Соан ожидал, что Альдебер разовьет мысль и дальше, а когда этого не случилось, обратился к Лайонелу Хэмпширу и в некотором отчаянии спросил его:
– Не желаете ли прокомментировать?
– Ну, – произнес маститый писатель, – как правило, я воздерживаюсь от подобных широких обобщений о национальных чертах. Но, думаю, Филипп, возможно, тут не очень-то промахнулся. Я не безрассудный патриот. Отнюдь. Но есть что-то в английском характере, что меня восхищает, и Филипп в этом прав – в смысле нашей любви к умеренности. Нашей неумеренной любви к умеренности, если угодно. (Эта изысканная фраза плюхнулась в почтительную тишину зала и запустила зыбь смеха.) Мы – нация политически прагматичная. Крайности слева и справа нам не нравятся. И к тому же мы по сути своей терпимы. Поэтому мультикультурный эксперимент в Британии в общем и целом складывается удачно – с одним-двумя мелкими огрехами. Я бы в этом смысле не взял на себя смелость сравнивать нас с Францией, конечно, однако, несомненно, если рассуждать с личных позиций, вот чем я восхищаюсь в британцах больше всего: нашей умеренностью и нашей терпимостью.
– Сплошная самодовольная херня, – проговорил Соан. Но, к сожалению, не со сцены.

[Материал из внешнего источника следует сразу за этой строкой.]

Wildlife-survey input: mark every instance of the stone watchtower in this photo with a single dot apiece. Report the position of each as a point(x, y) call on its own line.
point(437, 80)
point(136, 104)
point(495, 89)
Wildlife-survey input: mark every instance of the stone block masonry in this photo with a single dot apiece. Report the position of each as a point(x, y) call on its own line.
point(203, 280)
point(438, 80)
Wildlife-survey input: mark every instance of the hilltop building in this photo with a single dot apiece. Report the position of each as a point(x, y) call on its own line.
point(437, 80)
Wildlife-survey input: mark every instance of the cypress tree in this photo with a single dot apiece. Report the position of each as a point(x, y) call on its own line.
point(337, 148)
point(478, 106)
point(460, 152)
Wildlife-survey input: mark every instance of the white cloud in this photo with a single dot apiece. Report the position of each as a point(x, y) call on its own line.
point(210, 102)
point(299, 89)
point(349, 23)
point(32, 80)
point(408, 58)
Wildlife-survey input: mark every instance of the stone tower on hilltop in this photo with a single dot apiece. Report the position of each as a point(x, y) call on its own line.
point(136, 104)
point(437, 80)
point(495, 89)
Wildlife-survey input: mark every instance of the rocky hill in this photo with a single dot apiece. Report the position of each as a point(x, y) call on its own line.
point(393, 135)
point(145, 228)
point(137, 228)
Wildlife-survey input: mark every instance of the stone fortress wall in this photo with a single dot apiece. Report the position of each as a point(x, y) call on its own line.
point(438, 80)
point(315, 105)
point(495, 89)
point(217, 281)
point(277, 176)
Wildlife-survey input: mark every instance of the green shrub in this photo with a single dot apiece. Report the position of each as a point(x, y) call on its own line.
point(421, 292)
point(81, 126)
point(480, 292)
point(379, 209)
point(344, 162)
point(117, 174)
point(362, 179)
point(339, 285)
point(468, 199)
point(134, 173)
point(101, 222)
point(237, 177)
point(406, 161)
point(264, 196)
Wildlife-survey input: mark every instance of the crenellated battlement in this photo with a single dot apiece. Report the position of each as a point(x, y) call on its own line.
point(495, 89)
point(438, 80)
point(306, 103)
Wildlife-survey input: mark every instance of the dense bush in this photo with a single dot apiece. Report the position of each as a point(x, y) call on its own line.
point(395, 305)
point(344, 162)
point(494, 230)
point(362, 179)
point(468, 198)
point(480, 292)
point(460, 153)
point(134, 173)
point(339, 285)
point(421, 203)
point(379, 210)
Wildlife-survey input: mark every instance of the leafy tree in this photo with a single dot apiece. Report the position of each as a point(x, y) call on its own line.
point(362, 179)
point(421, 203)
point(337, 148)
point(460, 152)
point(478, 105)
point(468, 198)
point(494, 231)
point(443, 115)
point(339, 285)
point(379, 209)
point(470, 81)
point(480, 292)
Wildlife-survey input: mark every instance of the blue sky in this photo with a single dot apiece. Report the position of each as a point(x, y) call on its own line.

– Ты так считаешь? – спросила Софи.
Они сидели в ресторане “Гилберт Скотт” на вокзале Сент-Панкрас и проводили посмертное вскрытие дискуссии. Ресторан они выбрали дорогой, однако решили, что, раз уж встречаться теперь будут редко, каждая такая встреча пусть будет особой. Софи заказала ризотто с зеленым горошком, а Соан решил поэкспериментировать с пирогом с креветками и кроликом, который оказался вкуснейшим.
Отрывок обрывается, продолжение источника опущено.